Cloud IDS

Cloud IDS manages detecting and alerting on network-based threats in cloud environments, such as intrusions, malware, spyware, and command-and-control attacks. The technical architecture of Cloud IDS involves creating a Google-managed peered network that mirrors traffic from virtual machine (VM) instances. This mirrored traffic is then inspected by Palo Alto Networks' threat protection technologies, which provide advanced threat detection capabilities.

The deployment process is streamlined, allowing for setup in just a few clicks using the UI, CLI, or APIs. Cloud IDS automatically scales to meet the organization's traffic inspection needs, eliminating the need for manual architecture and performance tuning. It leverages Google Cloud Packet Mirroring to copy network traffic, which is then analyzed using Palo Alto Networks' threat detection engine. This approach provides full visibility into both north-south and east-west traffic, enabling the detection of lateral movement and other intra-subnet threats.

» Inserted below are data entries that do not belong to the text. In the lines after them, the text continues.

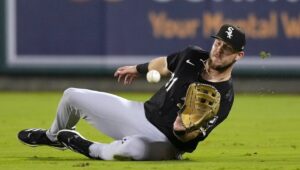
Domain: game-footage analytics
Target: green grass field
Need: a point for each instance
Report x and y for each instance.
(261, 132)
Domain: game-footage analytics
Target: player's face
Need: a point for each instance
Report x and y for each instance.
(222, 55)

Key operational considerations include the fact that Cloud IDS is a detection-only service and does not block threats; instead, it generates alerts that can be integrated with other Google Cloud services like Cloud Armor for remediation actions. The service updates its threat signatures daily, ensuring users have the latest protections without manual intervention. However, this also means that there can be up to a 48-hour latency in updating signatures across all IDS endpoints.

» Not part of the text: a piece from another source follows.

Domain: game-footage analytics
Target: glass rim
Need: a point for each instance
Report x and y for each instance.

Technically, Cloud IDS uses Application-ID (App-ID) from Palo Alto Networks to identify applications running on the network, regardless of port, protocol, or encryption. It also employs a default set of threat signatures that can be customized based on the minimum alert severity level, ranging from Critical to Informational. These signatures detect vulnerabilities, spyware, and other malicious activities such as buffer overflows and remote code execution.